Le CESE considère que la cohésion territoriale ne sera appropriée par les citoyens que quand elle prendra une signification concrète pour eux et quand ils participeront à sa définition et sa mise en œuvre. En définitive, le CESE privilégie une définition de la cohésion territoriale mettant en avant les «bénéfices» du point de vue des citoyens et des acteurs socio-économiques de terrain: la cohésion territoriale doit garantir une égalité des chances et des conditions de vie équitables à tous les Européens, partout.

3.2   Quels nouveaux éléments pourrait-elle apporter à la pratique actuelle de l’Union européenne en matière de cohésion économique et sociale?

3.2.1

Le CESE considère que la cohésion territoriale remet en évidence la nécessité d’assurer en synergie la cohésion économique et la cohésion sociale. Dans le contexte actuel, marqué par la succession de crises – financière, économique, alimentaire, immobilière, climatique, … – elle signale le caractère non soutenable du modèle de développement qui a été le nôtre depuis les 50 dernières années.

3.2.2

Le CESE est de l’avis que les trois dimensions sociale, économique et territoriale doivent être promues de manière simultanée en encourageant l’avènement d’un modèle de développement plus durable.

3.2.3

Il rappelle que dans le 3e Rapport sur la cohésion, la Commission esquissait trois volets pour une politique de cohésion territoriale, sans que l’un prenne le pas sur les deux autres: le premier serait correcteur et viserait la «réduction des disparités existantes», le deuxième serait préventif avec l’«amélioration de la cohérence des politiques sectorielles ayant un impact territorial» et la troisième serait incitative avec le «renforcement de l’intégration territoriale en encourageant la coopération».

3.2.4

Ce triptyque paraît raisonnable au CESE, qui tient toutefois à souligner que la cohésion territoriale ne peut en aucun cas se limiter à ajouter un volet à l’actuelle politique de cohésion économique et sociale.

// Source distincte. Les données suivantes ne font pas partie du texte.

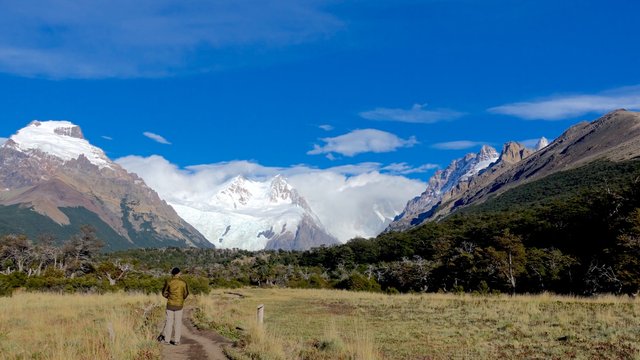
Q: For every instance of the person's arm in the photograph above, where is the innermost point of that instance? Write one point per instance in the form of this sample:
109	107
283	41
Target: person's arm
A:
165	289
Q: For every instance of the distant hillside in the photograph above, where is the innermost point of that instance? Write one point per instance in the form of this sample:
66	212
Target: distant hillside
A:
53	180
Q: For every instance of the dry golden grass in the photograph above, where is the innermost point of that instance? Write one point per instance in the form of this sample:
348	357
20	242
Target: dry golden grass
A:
63	327
326	324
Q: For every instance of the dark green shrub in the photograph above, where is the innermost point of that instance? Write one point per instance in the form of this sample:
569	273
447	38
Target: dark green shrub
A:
197	284
359	282
5	288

En effet, toutes les politiques doivent être concernées dans le cadre d’une stratégie territoriale, à définir aux niveaux européen, national, régional et même local (13).

3.2.5

Pour ce qui concerne les politiques structurelles de l’Union (telles que définies dans le livre vert), il plaide en faveur d’une meilleure intégration entre les fonds, allant très au-delà de la nécessaire coordination.

3.3   Ampleur et portée de l’action territoriale

3.3.1

Le CESE s’étonne que la Commission présente la gouvernance multi-niveaux seulement comme une éventualité ou une possibilité, alors qu’il estime qu’elle est une nécessité qui a prouvé son efficacité et constitue progressivement un principe de gouvernement dans l’Union européenne.

3.3.2

Il soutient la proposition relative à une démarche intégrée, mais considère – comme indiqué précédemment – qu’elle doit se traduire concrètement par des mesures précises, telles que l’intégration des fonds associés aux politiques structurelles de l’Union. Il souligne en le regrettant que la pratique actuelle soit très en retrait par rapport aux périodes de programmation précédentes. En effet, l’alourdissement des règles comptables, financières et d’audit a entraîné un surcroît de contrôles administratifs, qui sont sources de procédures plus complexes pour les bénéficiaires finaux.

3.4   L’Union européenne peut-elle favoriser la cohésion territoriale? De quelle manière peut-elle contribuer tout en respectant le principe de subsidiarité?

3.4.1

De l’avis du CESE, la pierre angulaire d’une mise en œuvre de la cohésion territoriale efficace consiste avant tout à identifier des systèmes de gouvernance adéquats afin de pouvoir ensuite passer à une gestion intégrée de situations complexes, qui prennent en compte l’ensemble des éléments suivants:

les différents niveaux territoriaux concernés par les interventions et la prise de décisions,

les divers centres décisionnels ayant des spécificités et des objectifs prioritaires propres,

3.4.2

Une approche ascendante basée sur des citoyens engagés favorise l’intégration des politiques communautaires et nationales, notamment parce que la société civile organisée devrait normalement avoir une approche holistique sur les politiques et les actions, à la différence des autorités chargées des politiques sectorielles aux niveaux national et européen. Cette approche est en cohérence totale avec la subsidiarité dans toutes ses formes.

3.4.3

Le CESE réitère sa demande pour un calendrier précis détaillant des objectifs et des actions à court, moyen et long termes (14) et intégrant les échéances et les actions déjà engagées ou projetées par les institutions et les parties prenantes, notamment aux niveaux européen et national.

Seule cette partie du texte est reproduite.